Ahmet Kirtiş, yatağından kalkamadığı için geç saatte teyemmümle abdestini almış ve yatsı namazını kıldıktan sonra odasında bulunan yakınlarına “Benim son namazım, bayram namazını Cenab-ı Allah’la birlikte kılacağım hakkınızı helal edin” demiş helalleştikten sonra da bu dünyadan ebedi aleme göçmüştür.

Ahmet Kirtiş’in babasının ismi Halis Çavuş, Annesinin ismi ise Tahire Hanım’dır.

Ahmet Kirtiş’in ailesi Harput’tan Konya’ya göçmüş. Harput’un ileri gelen din adamlarından Mehmet Efendiğiller’in de torunudur.

Ahmet Kirtiş, din bilgilerini babası Halis Çavuş ve annesi Tahire Hanım’dan aldıktan sonra mahallelerindeki cami imanından da öğrenim görmüş ilkokul ve ortaokul sıralarında da Şükrü Efendi’den, Fahri Efendi’den Hacıveyiszade Mustafa Kurucu Efendi’den de din derslerini elde etmiştir.

İstanbul Sultanahmet Camisi İmam ve Hatibi, müzikolok bestekar hafız Sadettin Kaynak’ın Konya’ya gelmesiyle onunla tanışmış ve onunla İstanbul’a gitmiştir.

Ahmet Kirtiş, İstanbul’da başta Sadettin Kaynak olmak üzere bir çok din bilgini ve müzisyenlerden dersler almış çevresini geliştirmiş ve İstanbul’da da haklı bir şöhrete ulaşmıştır.

Ailesinin ve arkadaşlarının ısrarlı daveti üzerine doğduğu memleketi olan Konya’ya gelmiş Ovaloğlu, Tolluoğlu camilerinde müezzinlik yapmış hafız, müezzin ve mevlithanlara usul ve tavır dersleri vermiştir.

Konyamızın yetiştirdiği çok değerle ilim adamlarından Hacıveyiszade Mustafa Kurucu, Aziziye Camisi’nde imamlık yaptığı zamanlarda Ahmet Kirtiş’te müezzinlik görevinde bulunmuştur.

Ahmet Kirtiş bir ara inşaat müteahhitliği de yapmış insanlarımızın ruh alemlerini eğitirken bir yandan da mekanlarının da iyi olması için evler yapıp insanlarımıza bu konuda da hizmet vermiştir.

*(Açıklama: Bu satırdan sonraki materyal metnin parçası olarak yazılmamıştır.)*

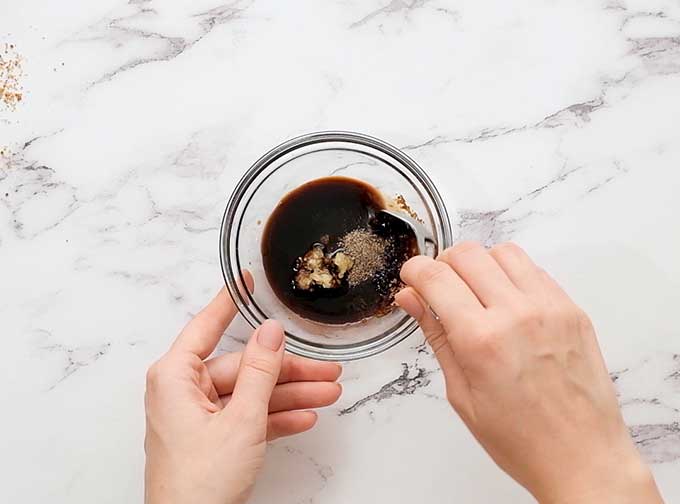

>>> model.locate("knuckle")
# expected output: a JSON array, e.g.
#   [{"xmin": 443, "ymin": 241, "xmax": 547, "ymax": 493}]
[
  {"xmin": 229, "ymin": 400, "xmax": 261, "ymax": 425},
  {"xmin": 245, "ymin": 357, "xmax": 275, "ymax": 378},
  {"xmin": 448, "ymin": 240, "xmax": 483, "ymax": 254},
  {"xmin": 515, "ymin": 304, "xmax": 543, "ymax": 329},
  {"xmin": 418, "ymin": 261, "xmax": 449, "ymax": 285}
]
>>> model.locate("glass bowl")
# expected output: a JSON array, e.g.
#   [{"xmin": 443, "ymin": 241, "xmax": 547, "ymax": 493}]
[{"xmin": 220, "ymin": 131, "xmax": 452, "ymax": 361}]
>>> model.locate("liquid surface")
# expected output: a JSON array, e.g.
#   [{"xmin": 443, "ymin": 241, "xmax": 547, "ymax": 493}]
[{"xmin": 262, "ymin": 177, "xmax": 417, "ymax": 324}]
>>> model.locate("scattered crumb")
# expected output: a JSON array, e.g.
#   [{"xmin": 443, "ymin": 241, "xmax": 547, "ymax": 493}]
[
  {"xmin": 340, "ymin": 229, "xmax": 387, "ymax": 286},
  {"xmin": 389, "ymin": 194, "xmax": 422, "ymax": 222},
  {"xmin": 295, "ymin": 243, "xmax": 340, "ymax": 290},
  {"xmin": 333, "ymin": 252, "xmax": 354, "ymax": 280},
  {"xmin": 0, "ymin": 44, "xmax": 24, "ymax": 111}
]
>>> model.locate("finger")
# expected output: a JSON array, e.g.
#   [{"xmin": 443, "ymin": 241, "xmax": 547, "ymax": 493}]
[
  {"xmin": 395, "ymin": 287, "xmax": 470, "ymax": 416},
  {"xmin": 269, "ymin": 382, "xmax": 342, "ymax": 413},
  {"xmin": 231, "ymin": 320, "xmax": 284, "ymax": 415},
  {"xmin": 489, "ymin": 243, "xmax": 545, "ymax": 295},
  {"xmin": 172, "ymin": 271, "xmax": 253, "ymax": 359},
  {"xmin": 205, "ymin": 352, "xmax": 342, "ymax": 395},
  {"xmin": 267, "ymin": 411, "xmax": 318, "ymax": 441},
  {"xmin": 437, "ymin": 241, "xmax": 517, "ymax": 307},
  {"xmin": 401, "ymin": 256, "xmax": 484, "ymax": 335}
]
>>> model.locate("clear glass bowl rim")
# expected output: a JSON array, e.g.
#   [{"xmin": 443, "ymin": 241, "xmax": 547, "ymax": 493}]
[{"xmin": 219, "ymin": 131, "xmax": 453, "ymax": 361}]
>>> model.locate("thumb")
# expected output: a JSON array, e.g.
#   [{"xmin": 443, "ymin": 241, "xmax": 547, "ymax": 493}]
[{"xmin": 231, "ymin": 320, "xmax": 285, "ymax": 416}]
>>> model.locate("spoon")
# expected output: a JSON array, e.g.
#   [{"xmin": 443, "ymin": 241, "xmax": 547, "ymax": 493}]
[{"xmin": 378, "ymin": 208, "xmax": 437, "ymax": 254}]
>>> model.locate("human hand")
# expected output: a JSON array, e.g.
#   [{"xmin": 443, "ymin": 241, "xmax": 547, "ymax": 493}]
[
  {"xmin": 397, "ymin": 242, "xmax": 663, "ymax": 504},
  {"xmin": 145, "ymin": 289, "xmax": 341, "ymax": 504}
]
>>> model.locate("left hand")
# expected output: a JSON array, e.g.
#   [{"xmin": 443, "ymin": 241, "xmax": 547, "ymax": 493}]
[{"xmin": 145, "ymin": 289, "xmax": 341, "ymax": 504}]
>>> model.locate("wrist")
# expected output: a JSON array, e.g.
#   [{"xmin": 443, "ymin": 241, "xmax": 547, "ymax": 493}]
[{"xmin": 539, "ymin": 452, "xmax": 663, "ymax": 504}]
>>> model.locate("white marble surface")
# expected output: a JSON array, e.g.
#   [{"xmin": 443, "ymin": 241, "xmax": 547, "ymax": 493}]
[{"xmin": 0, "ymin": 0, "xmax": 680, "ymax": 504}]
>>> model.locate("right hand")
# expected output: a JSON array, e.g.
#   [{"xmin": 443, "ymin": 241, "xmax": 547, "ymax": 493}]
[{"xmin": 397, "ymin": 242, "xmax": 663, "ymax": 504}]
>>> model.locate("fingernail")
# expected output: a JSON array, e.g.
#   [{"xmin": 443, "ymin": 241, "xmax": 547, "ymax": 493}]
[{"xmin": 257, "ymin": 320, "xmax": 283, "ymax": 352}]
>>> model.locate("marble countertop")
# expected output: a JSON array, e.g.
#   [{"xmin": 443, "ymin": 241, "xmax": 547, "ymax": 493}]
[{"xmin": 0, "ymin": 0, "xmax": 680, "ymax": 504}]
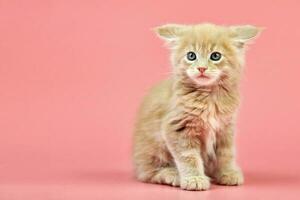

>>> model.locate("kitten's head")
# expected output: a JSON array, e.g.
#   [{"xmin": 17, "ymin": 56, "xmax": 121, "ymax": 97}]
[{"xmin": 155, "ymin": 24, "xmax": 261, "ymax": 87}]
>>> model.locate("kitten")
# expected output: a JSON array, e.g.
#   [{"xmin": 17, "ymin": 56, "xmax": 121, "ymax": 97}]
[{"xmin": 133, "ymin": 24, "xmax": 261, "ymax": 190}]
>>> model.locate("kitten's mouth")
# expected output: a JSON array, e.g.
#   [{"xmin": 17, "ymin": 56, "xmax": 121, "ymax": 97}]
[{"xmin": 197, "ymin": 74, "xmax": 209, "ymax": 79}]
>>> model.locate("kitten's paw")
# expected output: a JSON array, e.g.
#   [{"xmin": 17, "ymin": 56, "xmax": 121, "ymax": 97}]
[
  {"xmin": 180, "ymin": 175, "xmax": 210, "ymax": 190},
  {"xmin": 151, "ymin": 167, "xmax": 180, "ymax": 187},
  {"xmin": 216, "ymin": 169, "xmax": 244, "ymax": 185}
]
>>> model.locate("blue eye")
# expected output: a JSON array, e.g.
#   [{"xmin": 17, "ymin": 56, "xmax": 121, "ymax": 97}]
[
  {"xmin": 210, "ymin": 51, "xmax": 222, "ymax": 61},
  {"xmin": 186, "ymin": 51, "xmax": 197, "ymax": 61}
]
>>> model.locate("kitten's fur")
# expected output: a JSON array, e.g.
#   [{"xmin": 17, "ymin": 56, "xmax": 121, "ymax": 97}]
[{"xmin": 134, "ymin": 24, "xmax": 261, "ymax": 190}]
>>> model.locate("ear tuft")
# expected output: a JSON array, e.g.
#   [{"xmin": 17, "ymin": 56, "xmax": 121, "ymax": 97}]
[
  {"xmin": 230, "ymin": 25, "xmax": 264, "ymax": 44},
  {"xmin": 154, "ymin": 24, "xmax": 186, "ymax": 42}
]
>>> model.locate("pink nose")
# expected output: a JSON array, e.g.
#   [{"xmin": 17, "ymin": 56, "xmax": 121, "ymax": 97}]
[{"xmin": 198, "ymin": 67, "xmax": 207, "ymax": 73}]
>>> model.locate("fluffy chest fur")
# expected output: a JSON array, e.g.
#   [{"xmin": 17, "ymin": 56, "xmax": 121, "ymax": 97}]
[{"xmin": 172, "ymin": 84, "xmax": 239, "ymax": 156}]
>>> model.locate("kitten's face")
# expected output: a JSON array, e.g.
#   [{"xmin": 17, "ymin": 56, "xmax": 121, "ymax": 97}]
[{"xmin": 157, "ymin": 24, "xmax": 259, "ymax": 87}]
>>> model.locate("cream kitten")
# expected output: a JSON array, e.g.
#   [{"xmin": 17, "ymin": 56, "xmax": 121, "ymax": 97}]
[{"xmin": 134, "ymin": 24, "xmax": 261, "ymax": 190}]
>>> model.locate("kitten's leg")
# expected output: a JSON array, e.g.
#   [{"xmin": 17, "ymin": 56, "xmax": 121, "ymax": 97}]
[
  {"xmin": 165, "ymin": 122, "xmax": 210, "ymax": 190},
  {"xmin": 214, "ymin": 126, "xmax": 244, "ymax": 185},
  {"xmin": 134, "ymin": 149, "xmax": 179, "ymax": 186}
]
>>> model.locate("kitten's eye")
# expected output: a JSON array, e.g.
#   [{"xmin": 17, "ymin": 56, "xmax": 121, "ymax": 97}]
[
  {"xmin": 186, "ymin": 51, "xmax": 197, "ymax": 61},
  {"xmin": 210, "ymin": 51, "xmax": 222, "ymax": 61}
]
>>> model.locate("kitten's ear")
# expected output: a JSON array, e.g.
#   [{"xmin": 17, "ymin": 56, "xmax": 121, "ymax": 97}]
[
  {"xmin": 154, "ymin": 24, "xmax": 186, "ymax": 43},
  {"xmin": 229, "ymin": 25, "xmax": 263, "ymax": 47}
]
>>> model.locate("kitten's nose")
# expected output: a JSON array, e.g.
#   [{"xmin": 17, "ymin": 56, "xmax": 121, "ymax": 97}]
[{"xmin": 198, "ymin": 67, "xmax": 207, "ymax": 73}]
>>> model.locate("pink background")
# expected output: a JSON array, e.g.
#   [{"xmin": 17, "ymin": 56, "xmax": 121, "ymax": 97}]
[{"xmin": 0, "ymin": 0, "xmax": 300, "ymax": 200}]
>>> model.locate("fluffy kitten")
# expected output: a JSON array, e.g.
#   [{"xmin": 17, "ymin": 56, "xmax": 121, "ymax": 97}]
[{"xmin": 134, "ymin": 24, "xmax": 261, "ymax": 190}]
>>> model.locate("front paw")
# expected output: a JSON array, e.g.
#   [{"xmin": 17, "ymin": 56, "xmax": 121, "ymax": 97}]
[
  {"xmin": 180, "ymin": 175, "xmax": 210, "ymax": 190},
  {"xmin": 216, "ymin": 169, "xmax": 244, "ymax": 185}
]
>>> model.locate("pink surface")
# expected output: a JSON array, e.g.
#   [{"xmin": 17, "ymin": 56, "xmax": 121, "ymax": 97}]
[{"xmin": 0, "ymin": 0, "xmax": 300, "ymax": 200}]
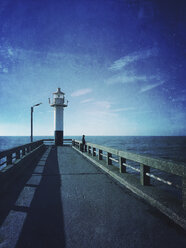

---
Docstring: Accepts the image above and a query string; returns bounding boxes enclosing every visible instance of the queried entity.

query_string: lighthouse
[50,88,67,146]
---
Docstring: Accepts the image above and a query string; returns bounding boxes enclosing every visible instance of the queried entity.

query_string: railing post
[88,146,91,154]
[98,149,103,160]
[16,150,20,159]
[140,164,150,186]
[107,152,112,165]
[92,147,96,157]
[182,168,186,210]
[79,143,83,152]
[22,147,25,156]
[6,154,12,165]
[119,157,126,173]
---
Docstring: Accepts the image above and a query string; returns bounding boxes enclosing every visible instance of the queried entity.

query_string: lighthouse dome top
[53,88,65,96]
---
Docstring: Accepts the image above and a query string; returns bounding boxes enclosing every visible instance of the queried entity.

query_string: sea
[0,136,186,163]
[0,136,186,199]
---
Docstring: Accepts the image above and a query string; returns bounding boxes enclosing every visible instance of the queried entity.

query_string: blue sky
[0,0,186,136]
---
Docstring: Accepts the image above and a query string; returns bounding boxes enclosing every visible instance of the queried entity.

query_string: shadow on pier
[0,148,65,248]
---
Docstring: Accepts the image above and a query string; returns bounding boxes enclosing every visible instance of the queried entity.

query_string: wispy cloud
[95,101,111,110]
[81,98,94,103]
[71,88,92,97]
[172,95,186,102]
[140,81,165,93]
[112,107,136,113]
[106,73,152,84]
[109,48,158,71]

Zamanın vaizlerinden Ahmet Aygın’ın ısrarları üzerine Ahmet Kirtiş, yeniden eğitim ve öğretime dönmüş, çeşitli yerlerde ücret almadan imam, hatip ve müezzinlere usul ve tavır dersleri vermiştir.

Ahmet Kirtiş’in müzik bilgisinin çok kuvvetli olduğu ve Türk Müziği ile Tasavvuf Müziği üzerine çok derin bilgiye sahip olduğu 110’un üzerinde de makam bildiği ifade edilmektedir.

Dünya çapında üne kavuşmuş Konyalı Hattatlarımızdan Dr. Hüseyin Öksüz’ün bir hatırasını da anlatmayı faydalı bulmaktayım:

Mevlana Anma Törenleri sırasında Ömer Faruk Belviranlı, “Natı Mevlana”yı okumaya başlamış, sesi tavrı uslubu Hüseyin Öksüz’ün kulağına “bildik” bir tavır ve eda ile okunduğu gelmiş ara verilince duramamış ve yerinden kalkarak semazenlerin bulunduğu bölüme gitmiş Ömer Faruk Belviranlı’yı bulmuş ve sormuş, “Ahmet Kirtiş’ten mi ders aldın” diye o da “evet” cevabını vermiş.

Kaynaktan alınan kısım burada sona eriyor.